Singapore’s central bank has allocated $1.8 billion with five asset managers as part of moves to protect its portfolio from climate change risks and aid the city-state’s efforts to promote environmentally sustainable projects.
Climate change and other green issues are a top priority for many governments, and financial regulators are also changing rules to force companies to better disclose their environmental impact.
At a news conference on Wednesday, Ravi Menon, managing director of Monetary Authority of Singapore (MAS) said the funds were placed from Singapore’s official foreign reserves as part of the central bank’s green investment program.
“We aim to reduce risks to the portfolio across different climate scenarios, seize investment opportunities from the transition to a lower carbon future and support the transition of portfolio companies,” he said.

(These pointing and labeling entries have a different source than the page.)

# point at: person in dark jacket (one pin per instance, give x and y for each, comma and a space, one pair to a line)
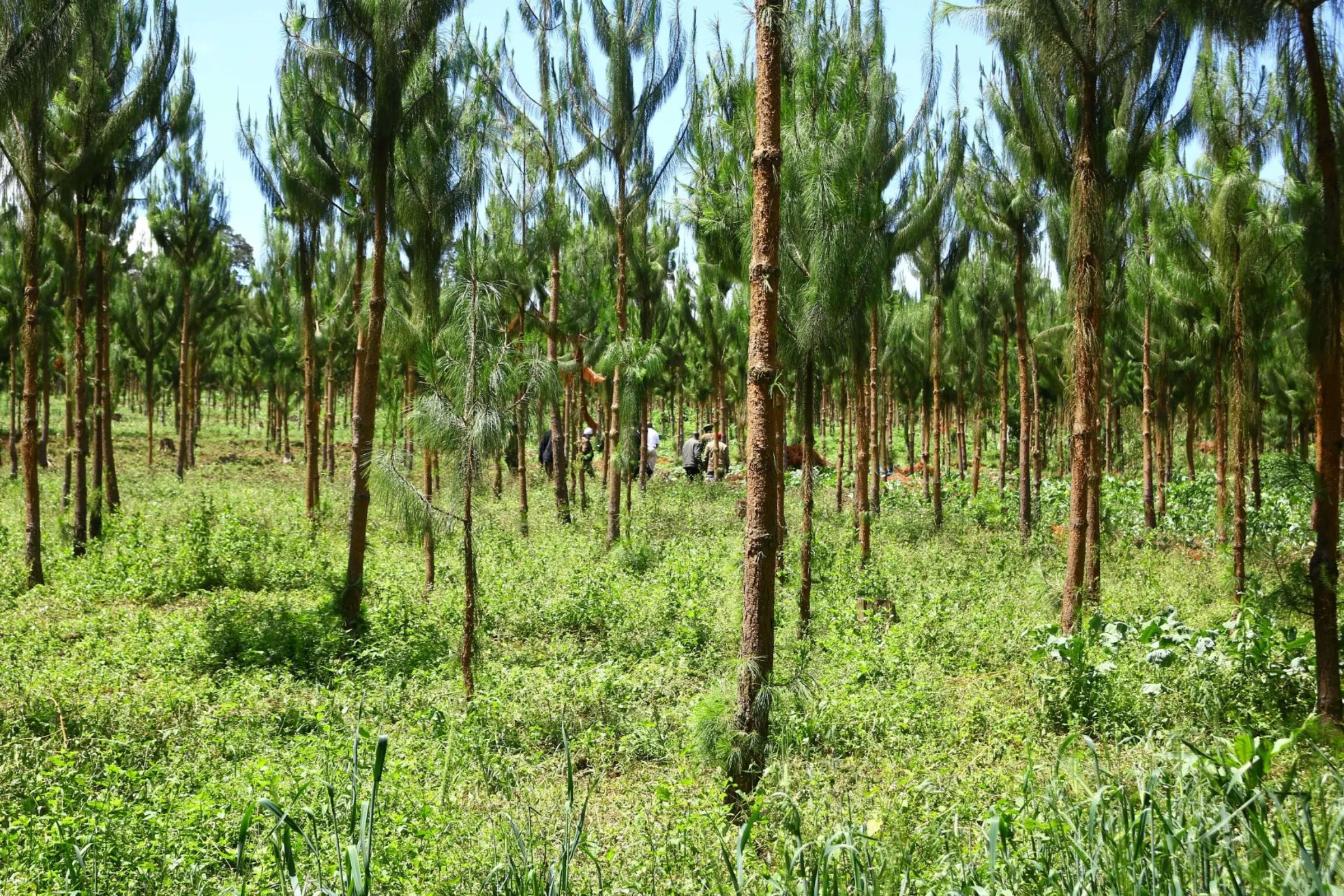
693, 457
545, 454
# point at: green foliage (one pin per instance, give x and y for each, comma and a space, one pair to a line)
192, 665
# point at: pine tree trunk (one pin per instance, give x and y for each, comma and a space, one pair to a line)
613, 428
1085, 285
1326, 319
861, 472
312, 469
936, 355
150, 412
1220, 441
1150, 507
1003, 414
366, 396
81, 389
841, 459
1025, 414
31, 311
558, 430
763, 526
808, 472
1240, 435
875, 452
111, 488
468, 593
46, 394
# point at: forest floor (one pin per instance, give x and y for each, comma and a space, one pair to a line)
192, 664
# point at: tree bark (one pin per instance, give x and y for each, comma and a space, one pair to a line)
1085, 285
31, 309
366, 398
1019, 291
761, 538
111, 488
558, 435
1150, 510
613, 428
861, 472
81, 389
1326, 318
805, 548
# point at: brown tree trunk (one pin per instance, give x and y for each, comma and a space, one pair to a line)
844, 402
14, 405
761, 540
81, 390
558, 435
111, 488
1220, 441
861, 470
1326, 318
468, 593
1085, 287
31, 336
1150, 508
936, 375
312, 472
613, 426
875, 416
805, 550
150, 412
366, 399
1019, 291
1003, 414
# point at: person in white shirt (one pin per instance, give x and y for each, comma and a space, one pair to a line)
652, 453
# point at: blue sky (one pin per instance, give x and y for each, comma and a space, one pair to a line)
237, 46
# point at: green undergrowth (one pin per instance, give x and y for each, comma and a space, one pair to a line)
935, 734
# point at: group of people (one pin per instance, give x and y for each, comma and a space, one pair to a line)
704, 454
546, 454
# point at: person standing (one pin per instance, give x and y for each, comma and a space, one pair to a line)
693, 457
586, 452
652, 454
545, 454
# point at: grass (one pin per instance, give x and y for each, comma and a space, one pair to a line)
192, 667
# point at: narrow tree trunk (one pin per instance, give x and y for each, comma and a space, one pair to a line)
975, 464
46, 394
81, 389
1220, 442
1326, 319
1150, 508
468, 593
1023, 389
366, 399
1085, 287
875, 453
1003, 414
613, 428
558, 435
111, 488
1238, 438
31, 309
936, 354
861, 473
844, 402
805, 550
761, 540
1191, 435
312, 469
150, 410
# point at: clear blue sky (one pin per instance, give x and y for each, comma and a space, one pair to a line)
239, 43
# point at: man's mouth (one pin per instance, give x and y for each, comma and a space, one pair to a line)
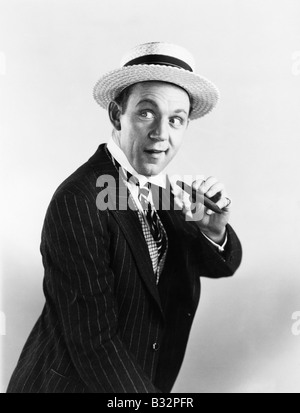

MAS’ officials said the asset managers, whose names were not disclosed, will manage new equity and fixed income mandates focused on climate change and the environment. They will also set up Asia-Pacific sustainability hubs in Singapore and launch new environmental, social and governance thematic regional funds.
“This is just the beginning, there is more to come,” said Menon.
While outlining the central bank’s inaugural annual sustainability report, Menon said MAS will conduct stress tests on the financial industry by end-2022 under a range of climate change scenarios.
On Tuesday, the Bank of England launched its climate stress tests for banks and insurers following the world’s first climate stress test run by the Bank of France.
Menon said MAS will consult the industry later this year on mandatory climate-related disclosures by banks, insurers and asset managers to align them to a single, international standard.
“Data is the bigggest challenge and biggest impediment to green finance. It is the biggest impediment to meaningful disclosures,” said Menon.